Paying the ransom for ransomware is rarely recommended, but that didn't stop Riviera Beach, Florida — a town with a population of around 35,000, north of West Palm Beach — from authorizing a payment of 65 Bitcoin, worth more than $600,000, to criminals in the hope that municipal data would be unlocked.
The attack, which began on May 29 when a police department employee opened a malicious email attachment, ultimately disabled all of the city's online systems, including email, a water utility pumping station, some phones, and the ability to accept utility payments online or by credit card.
Ilia Kolochenko, founder and CEO of ImmuniWeb, says that the payment could have far-reaching consequences. "This is very alarming news that will likely spur an unprecedented spike of ransomware attacks on the critical infrastructure of small cities that are unable to duly protect themselves." This means that "cities, municipalities, and smaller governmental entities are a low-hanging fruit for insatiable and smart cybercriminals."
And those criminals may have begun ramping up their activities even before Riviera Beach showed that there can be significant profit. "Cyber extortion is a growing type of attack, with a questionable effectiveness," says Allan Liska, an intelligence analyst at Recorded Future. "While there are a lot of these attacks occurring, most of them are simply bluffs. There aren't as many cases of a legitimate cybercriminal with legitimate access to the target organization using this technique. It is an interesting area to watch for potential growth."
"Cybercriminals always try to get maximum profit doing the least effort," says Cesar Cerrudo, chief technology officer of IOActive and founder of Securing Smart Cities. "That's why targeting city technology is a good business opportunity to them as the private sector is becoming more secure and difficult to hack, while most city systems are easier to hack.
"There is a lack of cybersecurity knowledge and skilled resources in most cities around the world, while technology adoption and dependence keep increasing," Cerrudo adds, pointing out that the combination creates an especially dangerous opportunity for criminals. And things could get worse. "So far, the consequences have been mostly financial, but soon attacks could end up putting human lives at risk," he says.
In addition to the ransom payment, Riviera Beach moved purchase of $900,000 in new computer hardware forward a year in order to replace infected systems.
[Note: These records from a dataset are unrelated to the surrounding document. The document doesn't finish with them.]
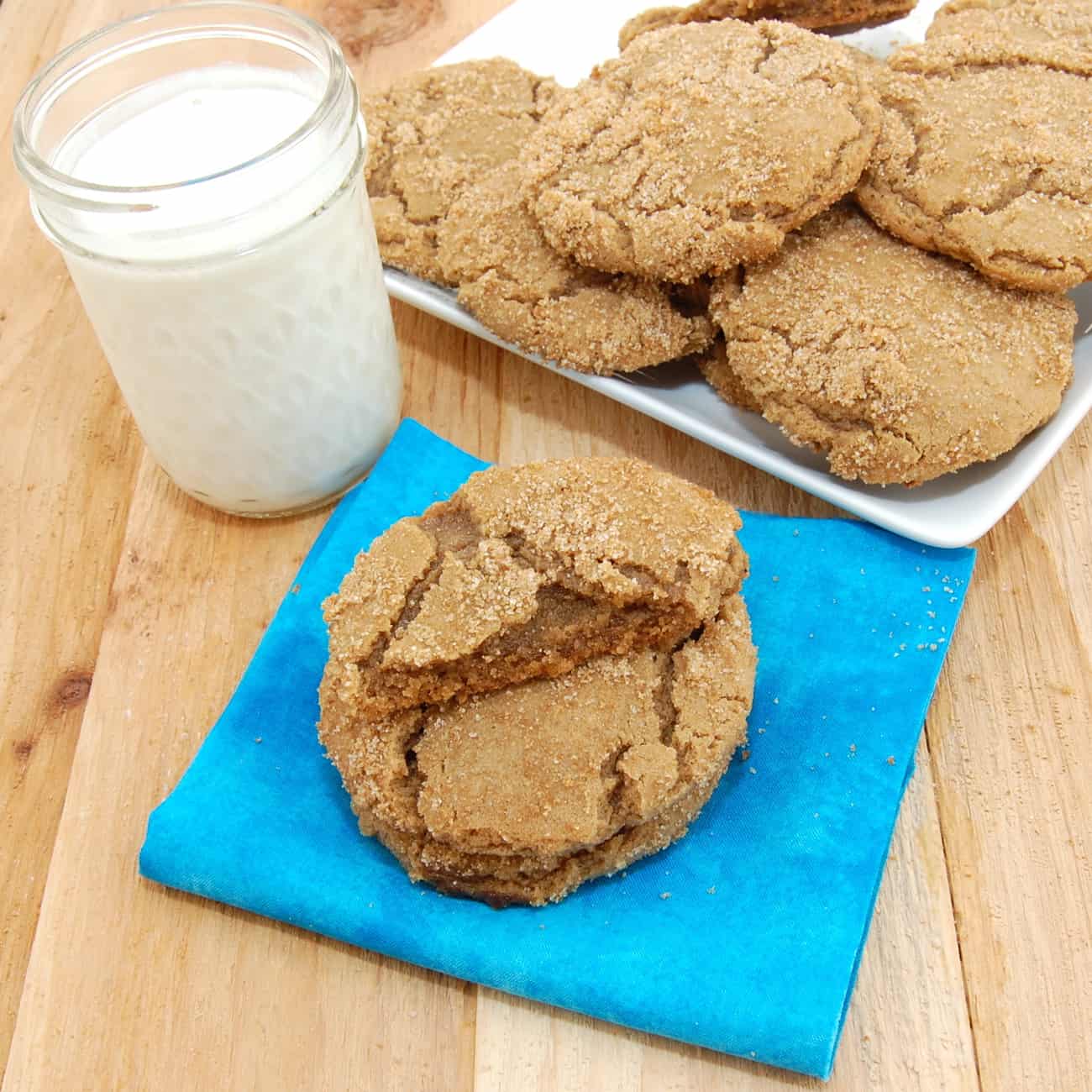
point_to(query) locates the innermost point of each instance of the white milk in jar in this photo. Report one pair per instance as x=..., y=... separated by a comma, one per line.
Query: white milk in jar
x=214, y=221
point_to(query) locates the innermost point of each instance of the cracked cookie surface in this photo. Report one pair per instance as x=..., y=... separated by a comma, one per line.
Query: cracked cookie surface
x=808, y=13
x=899, y=364
x=432, y=134
x=512, y=280
x=1062, y=25
x=521, y=794
x=700, y=148
x=527, y=572
x=986, y=154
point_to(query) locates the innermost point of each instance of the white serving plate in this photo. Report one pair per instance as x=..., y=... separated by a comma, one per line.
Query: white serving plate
x=564, y=39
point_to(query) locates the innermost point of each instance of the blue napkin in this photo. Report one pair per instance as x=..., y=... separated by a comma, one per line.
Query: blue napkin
x=743, y=937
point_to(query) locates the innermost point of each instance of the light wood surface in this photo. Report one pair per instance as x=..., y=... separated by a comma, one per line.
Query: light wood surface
x=128, y=612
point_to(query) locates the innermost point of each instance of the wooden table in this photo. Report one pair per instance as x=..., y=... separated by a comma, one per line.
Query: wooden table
x=128, y=612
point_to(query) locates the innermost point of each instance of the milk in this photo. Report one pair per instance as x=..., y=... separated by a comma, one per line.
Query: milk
x=244, y=315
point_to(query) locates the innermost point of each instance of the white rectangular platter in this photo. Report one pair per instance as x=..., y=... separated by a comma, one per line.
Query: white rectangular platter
x=564, y=39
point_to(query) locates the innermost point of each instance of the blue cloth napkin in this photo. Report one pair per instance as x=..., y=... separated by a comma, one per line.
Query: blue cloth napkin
x=743, y=937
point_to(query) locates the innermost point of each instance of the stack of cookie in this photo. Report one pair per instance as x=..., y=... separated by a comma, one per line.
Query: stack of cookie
x=594, y=225
x=541, y=680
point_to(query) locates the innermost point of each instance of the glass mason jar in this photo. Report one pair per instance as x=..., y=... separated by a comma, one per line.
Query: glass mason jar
x=201, y=170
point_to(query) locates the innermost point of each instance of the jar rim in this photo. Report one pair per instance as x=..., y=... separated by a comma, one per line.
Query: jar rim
x=44, y=177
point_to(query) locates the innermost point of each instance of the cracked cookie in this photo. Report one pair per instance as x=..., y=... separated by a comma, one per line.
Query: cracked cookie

And all of the expense could have been avoided, according to some security professionals. "Bad actors are rational. They will invest time and effort into attacks that work," says Unman Rahim, digital security and operations manager for The Media Trust. "The takeaway from this and other similar attacks is this: All businesses should back up their data and train their employees on how to avoid such cyberattacks."
Sam McLane, chief technology services officer at Arctic Wolf Networks, gets even more specific with his recommendations for municipal governments. "First, having good backup and recovery is essential to counter ransomware. If malware slips through your defenses, you need the ability to revert to a recent backup and avoid the pain that the City of Riviera Beach is encountering," McLane says. "Second, organizations also need to have detection technology like network monitoring via intrusion detection or endpoint detection and response. And third, organizations must monitor the entire environment to detect and respond when something slips through."
As of press time, Riviera Beach has not reported whether it has been given the key to decrypt the locked files.